TROY — Farm families are known for rising before the rooster crows in order to begin the day’s many chores.
Just north of Troy, at Farm With No Name, Friday morning began even earlier for John and Kristin Lewber. The couple was in the barn, skid-loader warmed up and ready to go just after 5 a.m.
Friday morning “chores” for the Lewbers was more a labor of love.
Following devastating wildfires that ravaged Kansas and Oklahoma with an estimated 650,000 to 1,000,000 acres destroyed, including homes, barns, crops, and livestock, word was put out that the farmers and ranchers of those states were in dire straights.
Kristin Lewber said when she saw Zach and Janell Havenar donate hay from their farm, she said,” That’s what we need to do, too.”
“There were people and farmers who lost everything and we talked about it and just wanted to help in some way,” Lewber said.
Among those stepping up to the plate, knowing that, but for the grace of God, they said, this could be them, were the Lewbers, along with a number of Ohio farm families.
The relief effort, spearheaded by the Ohio Farm Bureau, put together a caravan of trucks and trailers, hauling at their own expense, loads of hay to farmers in the plains states who are in desperate need of hay to feed livestock that have survived the fires.
Promptly at 5:30 a.m.
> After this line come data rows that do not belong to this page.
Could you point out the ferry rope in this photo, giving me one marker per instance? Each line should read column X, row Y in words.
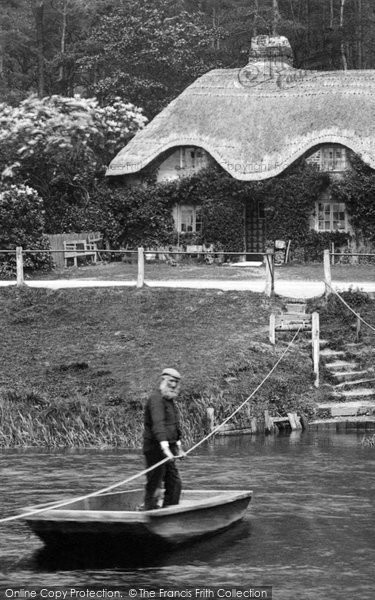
column 51, row 506
column 349, row 307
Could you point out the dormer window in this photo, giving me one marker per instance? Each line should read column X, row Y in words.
column 330, row 158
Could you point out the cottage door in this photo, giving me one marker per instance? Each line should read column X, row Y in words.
column 255, row 229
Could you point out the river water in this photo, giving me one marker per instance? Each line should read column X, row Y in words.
column 308, row 532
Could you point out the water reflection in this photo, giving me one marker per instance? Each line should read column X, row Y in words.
column 308, row 530
column 126, row 558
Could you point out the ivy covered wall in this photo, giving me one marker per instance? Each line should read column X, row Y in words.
column 288, row 200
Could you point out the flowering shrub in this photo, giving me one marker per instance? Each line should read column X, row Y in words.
column 22, row 222
column 60, row 146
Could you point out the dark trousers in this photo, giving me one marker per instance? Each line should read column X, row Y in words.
column 167, row 473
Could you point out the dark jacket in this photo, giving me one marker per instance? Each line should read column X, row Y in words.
column 161, row 422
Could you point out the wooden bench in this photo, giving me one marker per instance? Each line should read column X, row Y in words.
column 77, row 249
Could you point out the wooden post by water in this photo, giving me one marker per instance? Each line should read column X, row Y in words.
column 210, row 418
column 270, row 269
column 141, row 267
column 19, row 264
column 272, row 329
column 268, row 422
column 315, row 333
column 358, row 328
column 327, row 273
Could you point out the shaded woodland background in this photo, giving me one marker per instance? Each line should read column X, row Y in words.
column 148, row 51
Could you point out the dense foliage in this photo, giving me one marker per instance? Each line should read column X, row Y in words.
column 151, row 49
column 22, row 224
column 60, row 146
column 288, row 199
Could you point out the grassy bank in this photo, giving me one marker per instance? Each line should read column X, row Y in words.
column 78, row 364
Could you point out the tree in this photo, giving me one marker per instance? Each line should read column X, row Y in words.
column 22, row 224
column 147, row 53
column 60, row 147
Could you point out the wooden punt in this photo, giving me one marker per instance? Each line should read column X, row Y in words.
column 113, row 518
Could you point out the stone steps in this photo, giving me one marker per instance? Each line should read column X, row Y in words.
column 341, row 365
column 343, row 409
column 352, row 383
column 353, row 397
column 356, row 393
column 350, row 376
column 328, row 353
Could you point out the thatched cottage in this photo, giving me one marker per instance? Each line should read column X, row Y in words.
column 255, row 121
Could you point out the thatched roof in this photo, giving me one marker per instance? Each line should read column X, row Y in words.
column 255, row 123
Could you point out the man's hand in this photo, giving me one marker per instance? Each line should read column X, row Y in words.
column 166, row 450
column 181, row 453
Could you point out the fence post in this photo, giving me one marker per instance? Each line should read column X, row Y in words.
column 270, row 269
column 141, row 267
column 315, row 345
column 19, row 264
column 327, row 273
column 272, row 328
column 210, row 414
column 358, row 328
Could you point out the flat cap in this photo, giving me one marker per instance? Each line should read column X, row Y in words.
column 171, row 373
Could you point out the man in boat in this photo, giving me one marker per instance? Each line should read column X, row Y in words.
column 162, row 439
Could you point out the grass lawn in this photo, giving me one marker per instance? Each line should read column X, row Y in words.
column 192, row 270
column 103, row 350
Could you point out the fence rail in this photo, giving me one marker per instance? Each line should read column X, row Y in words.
column 141, row 254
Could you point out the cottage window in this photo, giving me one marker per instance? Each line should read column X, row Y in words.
column 189, row 219
column 330, row 158
column 331, row 216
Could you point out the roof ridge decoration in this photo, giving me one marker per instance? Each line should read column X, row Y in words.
column 257, row 120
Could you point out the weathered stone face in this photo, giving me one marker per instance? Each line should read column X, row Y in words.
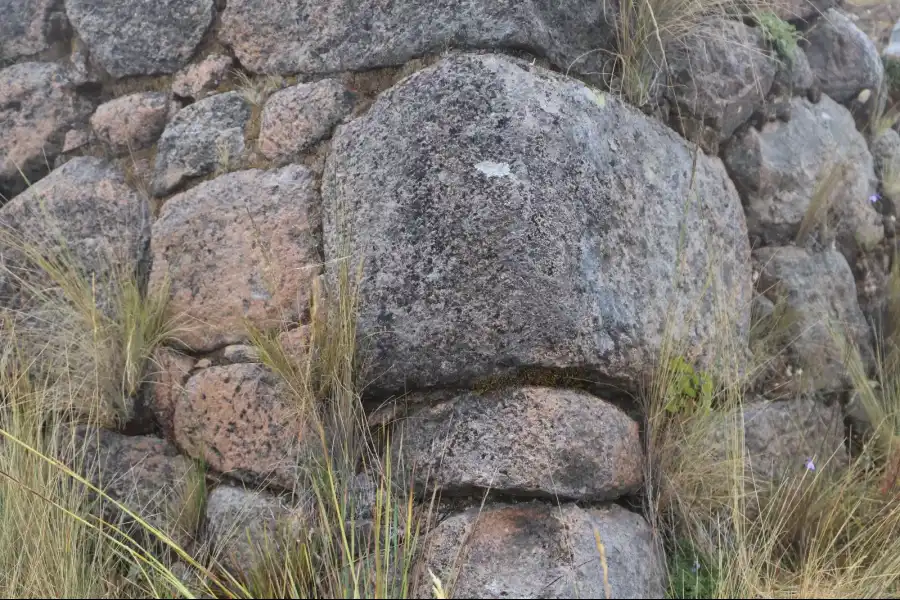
column 312, row 37
column 718, row 76
column 29, row 27
column 38, row 106
column 542, row 551
column 199, row 79
column 843, row 58
column 781, row 439
column 508, row 218
column 244, row 526
column 820, row 289
column 87, row 206
column 523, row 442
column 132, row 122
column 242, row 246
column 240, row 420
column 299, row 116
column 131, row 37
column 200, row 139
column 782, row 168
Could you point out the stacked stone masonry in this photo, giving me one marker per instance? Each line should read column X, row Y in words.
column 515, row 213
Friday, the Lewbers watched as their “neighbors” from DeGraff backed a truck and a large trailer into their driveway.
Jana Caudill, her son, and her cousin Brendan Bayliss, drove to the Lewbers’ to load 15 large circular bales of hay onto the waiting trailer. As with most farm families, everyone knew exactly what needed to be done and the entire loading process was completed in less than an hour.
Once the load was secured, Bayliss and Caudill pulled out of the driveway, the sun yet to appear above the horizon as they made their way to the area of Interstate 70 and State Route 127, where they were to meet other trucks, forming a 30-truck convoy — destination Ashland, Kan.
Lewber said for those who are interested in giving donations of any kind to check the website www.ashlandcf.com for the most updated information.
“There are people who have lost not only their cattle and barns, but their homes and everything in it so they are starting over,” Lewber said.
The drive to Kansas was expected to take some 15 hours. Trucks would then be unloaded and return to Ohio.